Forget January, September is the new “New Year” for those with school-age children. (Spoiler alert: I don’t like September, so if you’re hoping for an uplifting read, skip this).
The summer is over – OK we get the odd “indian summer” day but by and large we are seeing the last rays of sun in the UK until about April 2019. Just that very thought is enough to send you scuttling to Amazon for SAD light therapy lamps and into a knitwear buying frenzy.
But, you say, the kids have gone back to school. Surely that is a good thing after eight weeks of faking family harmony and enduring 23 hours a day of Fortnite? Absolutely.

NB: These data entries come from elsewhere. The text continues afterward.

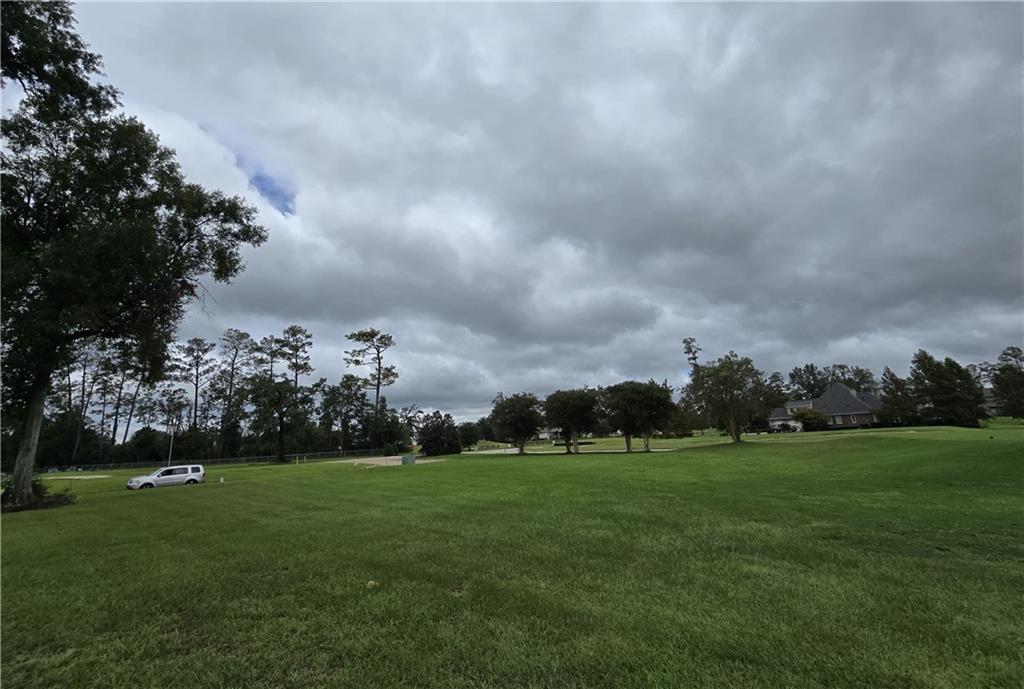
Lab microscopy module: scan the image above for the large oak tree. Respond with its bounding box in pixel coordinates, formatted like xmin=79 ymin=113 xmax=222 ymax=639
xmin=0 ymin=3 xmax=266 ymax=504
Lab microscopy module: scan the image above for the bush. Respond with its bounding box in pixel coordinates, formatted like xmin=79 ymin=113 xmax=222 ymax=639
xmin=793 ymin=407 xmax=828 ymax=431
xmin=0 ymin=475 xmax=75 ymax=512
xmin=420 ymin=412 xmax=462 ymax=457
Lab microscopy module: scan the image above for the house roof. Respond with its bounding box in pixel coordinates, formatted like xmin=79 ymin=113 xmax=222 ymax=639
xmin=814 ymin=383 xmax=877 ymax=415
xmin=768 ymin=383 xmax=880 ymax=421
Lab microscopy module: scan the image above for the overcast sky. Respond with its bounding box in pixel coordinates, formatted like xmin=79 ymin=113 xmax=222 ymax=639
xmin=70 ymin=3 xmax=1024 ymax=417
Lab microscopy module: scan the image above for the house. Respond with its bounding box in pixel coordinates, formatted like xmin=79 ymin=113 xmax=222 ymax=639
xmin=768 ymin=383 xmax=881 ymax=431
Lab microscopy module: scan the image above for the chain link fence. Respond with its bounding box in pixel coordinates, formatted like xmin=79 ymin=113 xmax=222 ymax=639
xmin=50 ymin=448 xmax=388 ymax=471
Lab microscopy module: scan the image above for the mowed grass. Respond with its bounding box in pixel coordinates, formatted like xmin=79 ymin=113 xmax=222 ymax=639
xmin=2 ymin=426 xmax=1024 ymax=689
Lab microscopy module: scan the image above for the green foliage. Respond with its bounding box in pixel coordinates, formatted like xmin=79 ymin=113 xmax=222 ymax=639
xmin=278 ymin=326 xmax=313 ymax=387
xmin=685 ymin=341 xmax=766 ymax=442
xmin=345 ymin=328 xmax=398 ymax=410
xmin=909 ymin=349 xmax=987 ymax=427
xmin=0 ymin=0 xmax=117 ymax=119
xmin=792 ymin=406 xmax=828 ymax=431
xmin=544 ymin=388 xmax=598 ymax=453
xmin=0 ymin=476 xmax=75 ymax=512
xmin=990 ymin=347 xmax=1024 ymax=419
xmin=601 ymin=381 xmax=675 ymax=453
xmin=0 ymin=3 xmax=266 ymax=503
xmin=417 ymin=412 xmax=462 ymax=457
xmin=459 ymin=421 xmax=483 ymax=449
xmin=879 ymin=367 xmax=921 ymax=426
xmin=488 ymin=392 xmax=544 ymax=455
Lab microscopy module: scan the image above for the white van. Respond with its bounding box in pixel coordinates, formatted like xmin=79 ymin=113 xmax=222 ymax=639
xmin=125 ymin=464 xmax=206 ymax=490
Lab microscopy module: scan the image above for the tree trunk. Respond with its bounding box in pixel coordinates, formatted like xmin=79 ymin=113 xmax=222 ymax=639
xmin=193 ymin=369 xmax=199 ymax=431
xmin=71 ymin=358 xmax=96 ymax=464
xmin=11 ymin=372 xmax=50 ymax=505
xmin=278 ymin=416 xmax=285 ymax=464
xmin=121 ymin=376 xmax=142 ymax=442
xmin=111 ymin=371 xmax=128 ymax=445
xmin=729 ymin=419 xmax=739 ymax=442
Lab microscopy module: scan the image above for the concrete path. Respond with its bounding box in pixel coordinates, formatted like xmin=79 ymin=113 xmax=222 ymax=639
xmin=324 ymin=455 xmax=444 ymax=467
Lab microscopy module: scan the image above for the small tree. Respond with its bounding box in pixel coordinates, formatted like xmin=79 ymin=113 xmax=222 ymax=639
xmin=419 ymin=412 xmax=462 ymax=457
xmin=172 ymin=337 xmax=217 ymax=430
xmin=601 ymin=381 xmax=675 ymax=453
xmin=793 ymin=406 xmax=828 ymax=431
xmin=879 ymin=367 xmax=919 ymax=426
xmin=991 ymin=347 xmax=1024 ymax=419
xmin=544 ymin=388 xmax=598 ymax=455
xmin=490 ymin=392 xmax=544 ymax=455
xmin=685 ymin=341 xmax=765 ymax=442
xmin=278 ymin=326 xmax=313 ymax=389
xmin=910 ymin=349 xmax=987 ymax=427
xmin=459 ymin=421 xmax=481 ymax=449
xmin=345 ymin=328 xmax=398 ymax=413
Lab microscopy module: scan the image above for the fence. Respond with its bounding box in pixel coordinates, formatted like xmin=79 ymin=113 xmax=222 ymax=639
xmin=54 ymin=448 xmax=386 ymax=471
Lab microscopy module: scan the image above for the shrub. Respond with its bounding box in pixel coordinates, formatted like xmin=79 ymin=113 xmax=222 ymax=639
xmin=0 ymin=475 xmax=75 ymax=512
xmin=420 ymin=412 xmax=462 ymax=457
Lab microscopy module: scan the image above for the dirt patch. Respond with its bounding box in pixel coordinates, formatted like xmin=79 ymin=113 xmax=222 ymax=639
xmin=325 ymin=455 xmax=444 ymax=467
xmin=43 ymin=474 xmax=111 ymax=481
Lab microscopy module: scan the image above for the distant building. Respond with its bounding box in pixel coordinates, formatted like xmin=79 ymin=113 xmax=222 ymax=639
xmin=768 ymin=383 xmax=881 ymax=431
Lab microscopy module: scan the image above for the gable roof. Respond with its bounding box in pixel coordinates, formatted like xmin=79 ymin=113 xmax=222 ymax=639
xmin=814 ymin=383 xmax=874 ymax=415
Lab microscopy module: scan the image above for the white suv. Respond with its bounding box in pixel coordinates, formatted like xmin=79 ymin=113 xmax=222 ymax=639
xmin=125 ymin=464 xmax=206 ymax=490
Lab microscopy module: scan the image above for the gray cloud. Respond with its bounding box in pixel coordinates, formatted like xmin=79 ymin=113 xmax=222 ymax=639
xmin=77 ymin=3 xmax=1024 ymax=415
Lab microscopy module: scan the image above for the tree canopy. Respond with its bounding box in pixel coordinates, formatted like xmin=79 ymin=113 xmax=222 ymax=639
xmin=0 ymin=3 xmax=266 ymax=502
xmin=490 ymin=392 xmax=544 ymax=455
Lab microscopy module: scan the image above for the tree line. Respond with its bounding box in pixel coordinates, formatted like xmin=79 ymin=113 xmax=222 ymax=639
xmin=471 ymin=338 xmax=1024 ymax=453
xmin=4 ymin=325 xmax=423 ymax=467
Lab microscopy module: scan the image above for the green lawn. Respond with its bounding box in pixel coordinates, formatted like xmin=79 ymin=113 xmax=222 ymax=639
xmin=6 ymin=425 xmax=1024 ymax=689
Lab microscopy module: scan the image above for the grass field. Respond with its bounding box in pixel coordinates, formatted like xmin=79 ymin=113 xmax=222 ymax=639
xmin=6 ymin=425 xmax=1024 ymax=689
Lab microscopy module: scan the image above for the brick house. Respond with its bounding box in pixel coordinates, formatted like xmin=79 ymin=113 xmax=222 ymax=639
xmin=768 ymin=383 xmax=880 ymax=431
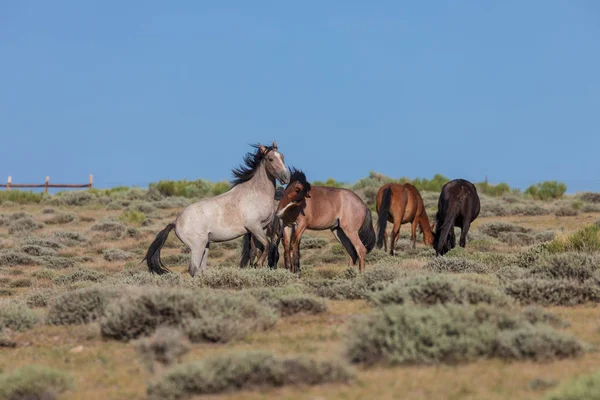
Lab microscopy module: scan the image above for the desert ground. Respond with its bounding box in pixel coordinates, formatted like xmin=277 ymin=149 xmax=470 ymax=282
xmin=0 ymin=185 xmax=600 ymax=400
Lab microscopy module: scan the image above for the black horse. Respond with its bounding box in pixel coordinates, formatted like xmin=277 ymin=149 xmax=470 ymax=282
xmin=433 ymin=179 xmax=479 ymax=256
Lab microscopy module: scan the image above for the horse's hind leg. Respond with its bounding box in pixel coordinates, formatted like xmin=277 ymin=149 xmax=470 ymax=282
xmin=188 ymin=237 xmax=208 ymax=277
xmin=331 ymin=228 xmax=357 ymax=267
xmin=383 ymin=232 xmax=388 ymax=253
xmin=458 ymin=218 xmax=471 ymax=247
xmin=410 ymin=217 xmax=419 ymax=249
xmin=348 ymin=232 xmax=367 ymax=272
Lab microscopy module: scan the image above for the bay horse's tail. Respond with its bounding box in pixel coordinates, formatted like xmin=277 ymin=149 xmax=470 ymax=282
xmin=240 ymin=232 xmax=252 ymax=268
xmin=142 ymin=222 xmax=175 ymax=275
xmin=358 ymin=208 xmax=376 ymax=253
xmin=433 ymin=202 xmax=460 ymax=256
xmin=267 ymin=215 xmax=283 ymax=269
xmin=377 ymin=186 xmax=392 ymax=249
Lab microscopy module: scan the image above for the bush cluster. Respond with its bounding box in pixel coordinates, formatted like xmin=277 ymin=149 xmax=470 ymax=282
xmin=346 ymin=305 xmax=586 ymax=365
xmin=101 ymin=288 xmax=277 ymax=342
xmin=369 ymin=275 xmax=511 ymax=306
xmin=0 ymin=365 xmax=73 ymax=400
xmin=148 ymin=351 xmax=353 ymax=400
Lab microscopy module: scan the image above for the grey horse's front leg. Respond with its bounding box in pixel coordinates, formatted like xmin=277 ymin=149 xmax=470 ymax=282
xmin=246 ymin=225 xmax=269 ymax=267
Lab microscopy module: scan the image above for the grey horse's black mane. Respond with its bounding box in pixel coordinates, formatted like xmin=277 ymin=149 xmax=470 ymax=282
xmin=231 ymin=144 xmax=274 ymax=187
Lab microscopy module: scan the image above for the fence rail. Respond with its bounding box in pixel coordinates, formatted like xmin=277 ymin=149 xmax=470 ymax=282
xmin=0 ymin=175 xmax=94 ymax=193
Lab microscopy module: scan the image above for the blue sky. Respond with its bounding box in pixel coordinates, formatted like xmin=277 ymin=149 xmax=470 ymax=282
xmin=0 ymin=0 xmax=600 ymax=192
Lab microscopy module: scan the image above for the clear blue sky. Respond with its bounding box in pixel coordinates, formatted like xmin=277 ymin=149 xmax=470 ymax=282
xmin=0 ymin=0 xmax=600 ymax=192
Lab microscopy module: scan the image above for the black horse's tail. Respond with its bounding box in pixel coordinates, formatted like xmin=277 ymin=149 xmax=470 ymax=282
xmin=377 ymin=187 xmax=392 ymax=249
xmin=240 ymin=232 xmax=252 ymax=268
xmin=358 ymin=208 xmax=376 ymax=253
xmin=433 ymin=202 xmax=460 ymax=256
xmin=142 ymin=222 xmax=175 ymax=275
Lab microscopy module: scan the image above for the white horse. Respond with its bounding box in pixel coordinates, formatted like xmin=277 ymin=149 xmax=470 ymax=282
xmin=145 ymin=142 xmax=290 ymax=276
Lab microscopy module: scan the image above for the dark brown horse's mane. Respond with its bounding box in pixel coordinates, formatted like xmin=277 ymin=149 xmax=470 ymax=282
xmin=231 ymin=144 xmax=274 ymax=187
xmin=288 ymin=167 xmax=311 ymax=201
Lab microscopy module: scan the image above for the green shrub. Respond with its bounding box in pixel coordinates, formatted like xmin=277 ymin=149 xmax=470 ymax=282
xmin=369 ymin=275 xmax=511 ymax=306
xmin=8 ymin=217 xmax=44 ymax=235
xmin=554 ymin=206 xmax=579 ymax=217
xmin=90 ymin=220 xmax=126 ymax=233
xmin=307 ymin=279 xmax=368 ymax=300
xmin=0 ymin=250 xmax=38 ymax=267
xmin=300 ymin=235 xmax=329 ymax=249
xmin=346 ymin=305 xmax=586 ymax=365
xmin=0 ymin=190 xmax=45 ymax=204
xmin=54 ymin=231 xmax=88 ymax=246
xmin=154 ymin=197 xmax=190 ymax=209
xmin=101 ymin=288 xmax=277 ymax=342
xmin=148 ymin=351 xmax=353 ymax=400
xmin=313 ymin=178 xmax=346 ymax=188
xmin=425 ymin=257 xmax=490 ymax=274
xmin=38 ymin=256 xmax=78 ymax=269
xmin=20 ymin=244 xmax=57 ymax=256
xmin=504 ymin=279 xmax=600 ymax=306
xmin=475 ymin=182 xmax=512 ymax=197
xmin=48 ymin=190 xmax=97 ymax=207
xmin=119 ymin=210 xmax=146 ymax=224
xmin=133 ymin=327 xmax=190 ymax=372
xmin=44 ymin=214 xmax=77 ymax=225
xmin=479 ymin=222 xmax=531 ymax=239
xmin=523 ymin=306 xmax=570 ymax=328
xmin=547 ymin=225 xmax=600 ymax=253
xmin=9 ymin=278 xmax=33 ymax=288
xmin=517 ymin=243 xmax=550 ymax=268
xmin=31 ymin=268 xmax=56 ymax=279
xmin=0 ymin=365 xmax=73 ymax=400
xmin=525 ymin=181 xmax=567 ymax=200
xmin=194 ymin=267 xmax=298 ymax=289
xmin=102 ymin=248 xmax=135 ymax=262
xmin=23 ymin=236 xmax=64 ymax=250
xmin=270 ymin=293 xmax=327 ymax=316
xmin=528 ymin=253 xmax=600 ymax=282
xmin=149 ymin=179 xmax=217 ymax=198
xmin=52 ymin=268 xmax=106 ymax=285
xmin=546 ymin=371 xmax=600 ymax=400
xmin=0 ymin=300 xmax=38 ymax=332
xmin=25 ymin=289 xmax=56 ymax=307
xmin=46 ymin=286 xmax=119 ymax=325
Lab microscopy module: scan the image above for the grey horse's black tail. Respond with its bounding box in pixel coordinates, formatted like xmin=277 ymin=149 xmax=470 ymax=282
xmin=377 ymin=187 xmax=392 ymax=249
xmin=358 ymin=208 xmax=377 ymax=253
xmin=433 ymin=202 xmax=461 ymax=256
xmin=142 ymin=222 xmax=175 ymax=275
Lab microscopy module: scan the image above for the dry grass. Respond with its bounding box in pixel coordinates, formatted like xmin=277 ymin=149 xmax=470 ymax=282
xmin=0 ymin=204 xmax=600 ymax=400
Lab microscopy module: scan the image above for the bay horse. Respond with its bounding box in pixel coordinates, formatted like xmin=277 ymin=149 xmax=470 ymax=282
xmin=144 ymin=142 xmax=290 ymax=277
xmin=277 ymin=169 xmax=375 ymax=272
xmin=433 ymin=179 xmax=480 ymax=256
xmin=240 ymin=186 xmax=285 ymax=268
xmin=376 ymin=183 xmax=433 ymax=255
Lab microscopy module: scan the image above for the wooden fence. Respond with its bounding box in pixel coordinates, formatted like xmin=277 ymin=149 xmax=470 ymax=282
xmin=0 ymin=175 xmax=94 ymax=193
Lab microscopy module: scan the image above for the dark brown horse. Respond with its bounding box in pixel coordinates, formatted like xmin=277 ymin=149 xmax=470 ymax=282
xmin=377 ymin=183 xmax=433 ymax=254
xmin=433 ymin=179 xmax=479 ymax=256
xmin=277 ymin=170 xmax=375 ymax=272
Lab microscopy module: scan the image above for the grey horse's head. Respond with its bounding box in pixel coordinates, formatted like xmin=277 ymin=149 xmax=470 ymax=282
xmin=258 ymin=141 xmax=290 ymax=185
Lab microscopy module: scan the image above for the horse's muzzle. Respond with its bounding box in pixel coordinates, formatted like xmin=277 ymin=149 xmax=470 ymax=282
xmin=279 ymin=169 xmax=291 ymax=185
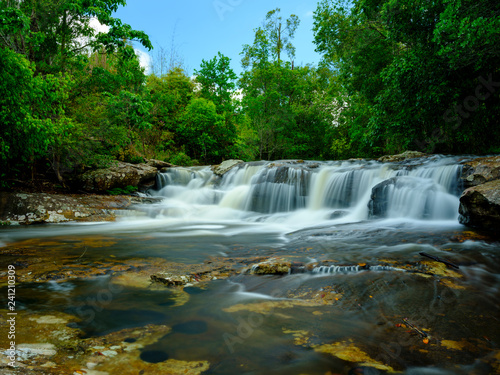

I am definitely one of those women who are silently rocking in the corner by the dying days of August, wondering whether 11am is too early for a glass of “Whispering Angel”. To be clear, I do love my children but I love them even more when they are at school.
The first week of September is a crazy delirium of ‘buying stuff’: an outlay of squillions of pounds to rival Christmas on uniform, school shoes, haircuts and stationery. ( On the subject of stationery, just how many pencil cases does a 9 year old girl need and if she needs to have fifteen rubbers should I be concerned about the quality of her work that so much erasing is necessary?)
The difference between Christmas and September, however, is that there is no pleasure in the spend and you receive absolutely nothing in return, least of all the gratitude of your recalcitrant children who seem incapable of understanding how school and education could possibly add any value to their lives.
Just like New Year, September begins with the promise of a fresh start and resolutions for the new school year. The kids are bundled off to school, after the obligatory Facebook/Instagram photo of them looking all clean, pressed, brushed and totally unlike their normal selves.
It is only once you have reclaimed your house, fist pumped a number of times and drunk your first hot cup of tea since July, that you suddenly realise that now you have no excuses whatsoever to ignore yourself and the toll the summer has taken on you. Now you have to address the two and half tons of weight you have added to an already ample body and the functioning-alcoholic rosé habit you have picked up over the last few months. Just like January you are back in the yo-yo dieting, crazy exercising, alcohol-denying cycle without the impetus of summer to look forward to (or to scare you with an image of yourself on repeat in an eeny-weeny bikini).
To rescue yourself from the depths of September despair and the agony of food and wine deprivation, there is only one thing you can do – embark on a manic decluttering of your house. Yes, it’s that time of year again – the annual clearing out of the cupboards and the promise that this year will be different and you WILL be ruthless. Inevitably, you are not and the upshot is a largely unchanged house with the same overstuffed cupboards as before….except perhaps, in an overzealous fit of micro-organisation, you have colour-coded your jumpers, which will, of course, last no more than 2 weeks before returning to the normal rainbow jumble. If you’re lucky this cleaning and clearing frenzy will give you a moment of inner smugness and goddess-like domesticity as you survey your house looking the least like it has been burgled since January. However, beware, this feeling is fleeting, transitory at best because as soon as the children return from school then normal service will resume. Remember, for some bizarre reason – medical, genetic or otherwise – children don’t see mess and therefore don’t clear up mess (actually, it’s not just children that can be like that…menfolk anyone?).
So as you drag yourself through the final week of September, weighing exactly the same as at the start and dreaming vividly every night about drowning slowly in a massive vat of white wine, it’s worth remembering that at least “Strictly” has begun again and there are lots of new dramas with gorgeous male leads galore. Oh yes…and it’s only 90 days until Christmas!